Virtual Worlds Forum

Virtual Worlds Forum blog

Risks of interoperability

Comments [0] | 13 August 2008

It is the conventional wisdom of the virtual worlds industry that interoperability is a Good Thing. Indeed, its promise of a single, persistent avatar which works the same in all worlds and the ability to move between worlds offers a real way to achieve a true, universal metaverse. Linden Lab's work on interoperability continues apace, with teleport between Second Life and OpenSim now possible, and the recent launch of the Second Life Open Grid beta.

Not everyone is quite so excited, however. Prominent Second Life user Prokofy has written a post in which she argues that moves to interoperability are happening too fast and risk creating not the utopian metaverse but a world in which intellectual property is not respected and there can be no enforcement of laws.

Well, that's one of the reasons you don't rush to interoperability! That's why most people aren't asking for this; not even most games and worlds are asking for this! Hello! Under the guise of making "universal standards" (called in this scenario "open standards") which enable "everybody to connect all different ways," they are creating openness without any kind responsibility....
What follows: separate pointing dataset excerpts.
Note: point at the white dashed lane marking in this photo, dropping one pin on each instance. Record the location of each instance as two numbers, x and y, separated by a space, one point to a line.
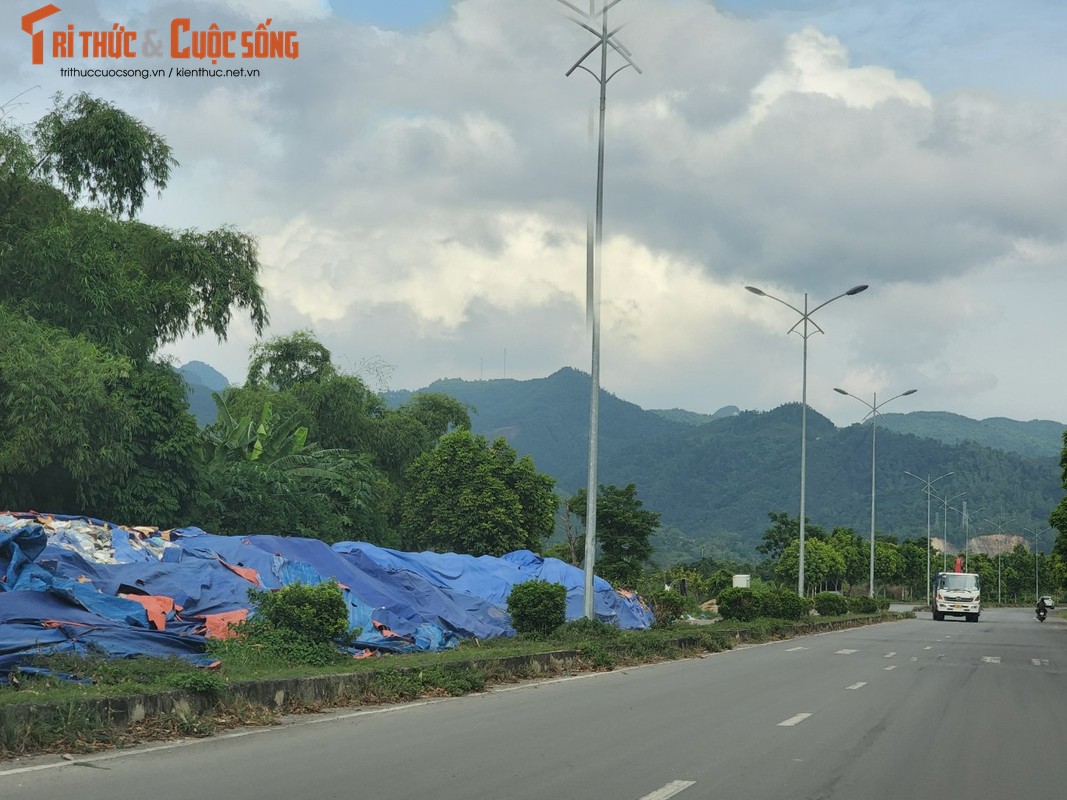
669 790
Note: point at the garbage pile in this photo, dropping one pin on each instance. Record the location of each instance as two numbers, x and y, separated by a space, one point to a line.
79 585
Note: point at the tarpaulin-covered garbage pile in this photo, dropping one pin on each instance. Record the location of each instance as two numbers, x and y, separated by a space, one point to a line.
78 585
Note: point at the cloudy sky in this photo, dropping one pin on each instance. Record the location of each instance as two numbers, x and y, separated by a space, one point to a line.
420 176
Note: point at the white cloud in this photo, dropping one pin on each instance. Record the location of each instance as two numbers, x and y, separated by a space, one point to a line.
423 196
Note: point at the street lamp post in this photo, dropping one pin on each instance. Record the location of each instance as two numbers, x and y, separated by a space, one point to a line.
926 489
944 525
874 406
967 533
805 333
595 22
1000 530
1035 534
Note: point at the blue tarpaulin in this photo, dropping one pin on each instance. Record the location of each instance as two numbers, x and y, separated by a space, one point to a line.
79 585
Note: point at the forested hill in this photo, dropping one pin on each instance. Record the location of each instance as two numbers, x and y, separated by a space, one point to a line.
717 480
1036 437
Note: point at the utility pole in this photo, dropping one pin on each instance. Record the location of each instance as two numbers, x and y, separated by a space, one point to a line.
605 38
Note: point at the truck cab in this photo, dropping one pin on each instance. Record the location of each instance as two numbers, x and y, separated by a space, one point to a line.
957 594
There's another way, and that is *not have the roads*. Until you need them. Until FIRST you work out the agreement, THEN you connect. This creation of a web of connectivity pressuring each "service provider" to Balkanize their choices strikes me as destructive. I don't think it really follows the model of the web. The web had hyperlinks that took you to other pages to read stuff or look at pictures. It didn't take you there to chat, interact, communicate, feel, have sex on poseballs and furniture that people wish to sell, to put it bluntly. Different!
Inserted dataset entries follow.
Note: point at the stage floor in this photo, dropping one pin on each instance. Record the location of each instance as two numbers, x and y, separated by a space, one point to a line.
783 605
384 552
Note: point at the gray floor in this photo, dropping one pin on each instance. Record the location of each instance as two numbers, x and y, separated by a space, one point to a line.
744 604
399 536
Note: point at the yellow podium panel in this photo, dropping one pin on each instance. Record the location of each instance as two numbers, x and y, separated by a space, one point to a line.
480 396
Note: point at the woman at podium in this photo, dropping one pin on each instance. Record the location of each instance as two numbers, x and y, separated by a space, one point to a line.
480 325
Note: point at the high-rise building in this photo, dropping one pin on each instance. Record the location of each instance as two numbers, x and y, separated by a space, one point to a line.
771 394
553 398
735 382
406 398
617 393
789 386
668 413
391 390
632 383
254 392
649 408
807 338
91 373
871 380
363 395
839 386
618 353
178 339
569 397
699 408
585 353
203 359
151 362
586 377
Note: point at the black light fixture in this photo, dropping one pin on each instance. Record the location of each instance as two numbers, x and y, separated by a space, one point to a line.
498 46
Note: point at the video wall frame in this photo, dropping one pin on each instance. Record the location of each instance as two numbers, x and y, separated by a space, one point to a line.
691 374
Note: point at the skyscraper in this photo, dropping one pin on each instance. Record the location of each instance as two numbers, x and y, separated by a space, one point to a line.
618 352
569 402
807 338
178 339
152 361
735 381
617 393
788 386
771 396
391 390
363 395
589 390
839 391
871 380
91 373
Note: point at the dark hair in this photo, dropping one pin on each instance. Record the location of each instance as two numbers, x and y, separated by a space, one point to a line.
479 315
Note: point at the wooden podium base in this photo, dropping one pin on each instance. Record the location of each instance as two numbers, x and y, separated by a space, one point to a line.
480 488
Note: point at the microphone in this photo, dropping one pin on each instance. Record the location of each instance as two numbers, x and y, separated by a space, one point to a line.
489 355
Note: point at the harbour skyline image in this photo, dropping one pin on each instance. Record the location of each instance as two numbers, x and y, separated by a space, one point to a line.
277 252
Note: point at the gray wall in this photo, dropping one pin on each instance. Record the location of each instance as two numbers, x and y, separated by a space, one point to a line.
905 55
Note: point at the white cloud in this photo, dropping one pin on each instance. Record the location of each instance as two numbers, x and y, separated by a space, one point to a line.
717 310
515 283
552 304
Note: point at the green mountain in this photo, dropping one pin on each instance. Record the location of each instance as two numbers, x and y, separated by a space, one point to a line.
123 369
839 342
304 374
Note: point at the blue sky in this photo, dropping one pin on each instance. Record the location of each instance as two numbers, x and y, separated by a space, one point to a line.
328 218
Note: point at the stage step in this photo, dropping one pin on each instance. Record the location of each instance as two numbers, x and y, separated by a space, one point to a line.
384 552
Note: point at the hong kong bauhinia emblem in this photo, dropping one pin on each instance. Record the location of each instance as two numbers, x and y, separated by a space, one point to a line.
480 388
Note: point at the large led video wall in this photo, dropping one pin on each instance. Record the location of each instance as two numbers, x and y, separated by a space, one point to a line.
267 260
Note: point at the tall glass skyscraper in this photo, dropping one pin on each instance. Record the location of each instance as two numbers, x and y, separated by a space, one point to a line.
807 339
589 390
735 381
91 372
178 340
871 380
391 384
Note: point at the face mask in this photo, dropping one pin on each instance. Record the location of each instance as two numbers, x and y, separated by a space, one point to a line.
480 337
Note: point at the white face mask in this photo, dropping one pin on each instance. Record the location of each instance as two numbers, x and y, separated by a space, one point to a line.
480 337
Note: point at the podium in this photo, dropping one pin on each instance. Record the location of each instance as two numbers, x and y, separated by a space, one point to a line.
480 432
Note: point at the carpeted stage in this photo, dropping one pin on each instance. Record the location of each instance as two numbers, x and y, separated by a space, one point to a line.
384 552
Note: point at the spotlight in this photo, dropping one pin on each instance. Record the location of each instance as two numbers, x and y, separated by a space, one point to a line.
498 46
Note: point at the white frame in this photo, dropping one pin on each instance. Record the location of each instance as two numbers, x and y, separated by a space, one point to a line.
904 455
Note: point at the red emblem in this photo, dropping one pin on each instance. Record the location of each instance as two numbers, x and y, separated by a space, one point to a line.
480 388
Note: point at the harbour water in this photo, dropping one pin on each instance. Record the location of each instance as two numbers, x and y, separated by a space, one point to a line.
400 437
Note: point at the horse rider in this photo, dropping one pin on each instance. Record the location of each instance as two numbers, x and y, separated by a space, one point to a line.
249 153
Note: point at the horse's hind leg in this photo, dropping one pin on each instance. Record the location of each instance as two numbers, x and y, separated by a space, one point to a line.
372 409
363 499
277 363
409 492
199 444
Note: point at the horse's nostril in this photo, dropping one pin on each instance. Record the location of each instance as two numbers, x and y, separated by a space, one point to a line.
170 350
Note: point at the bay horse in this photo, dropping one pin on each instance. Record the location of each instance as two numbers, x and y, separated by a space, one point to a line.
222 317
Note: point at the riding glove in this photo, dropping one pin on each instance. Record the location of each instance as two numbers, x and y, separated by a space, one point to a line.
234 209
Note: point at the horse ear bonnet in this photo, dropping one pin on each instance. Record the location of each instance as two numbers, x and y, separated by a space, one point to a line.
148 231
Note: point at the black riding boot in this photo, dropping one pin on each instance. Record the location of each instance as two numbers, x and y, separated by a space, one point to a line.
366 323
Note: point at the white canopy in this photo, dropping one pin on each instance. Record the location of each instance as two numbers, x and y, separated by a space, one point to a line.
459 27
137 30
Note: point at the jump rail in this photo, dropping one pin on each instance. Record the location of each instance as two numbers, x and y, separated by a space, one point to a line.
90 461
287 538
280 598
Clearly this is a difficult area. I'm not sure that the 'agreement, then technology' framework which Prokofy suggests is scalable- it wouldn't lead to universal interoperability, with competitive business concerns inevitably becoming a factor in VWs' decisions as to whether to connect to each other. I would point out, though, that infringement of IP on the web, irritating as it is, is endemic and it has yet to break the web. Put simply, this post will no doubt appear on a number of splogs, but that doesn't materially reduce the business case for this blog to exist. People make money from content on the web despite IP infringement, and I suspect that something similar will happen in virtual worlds.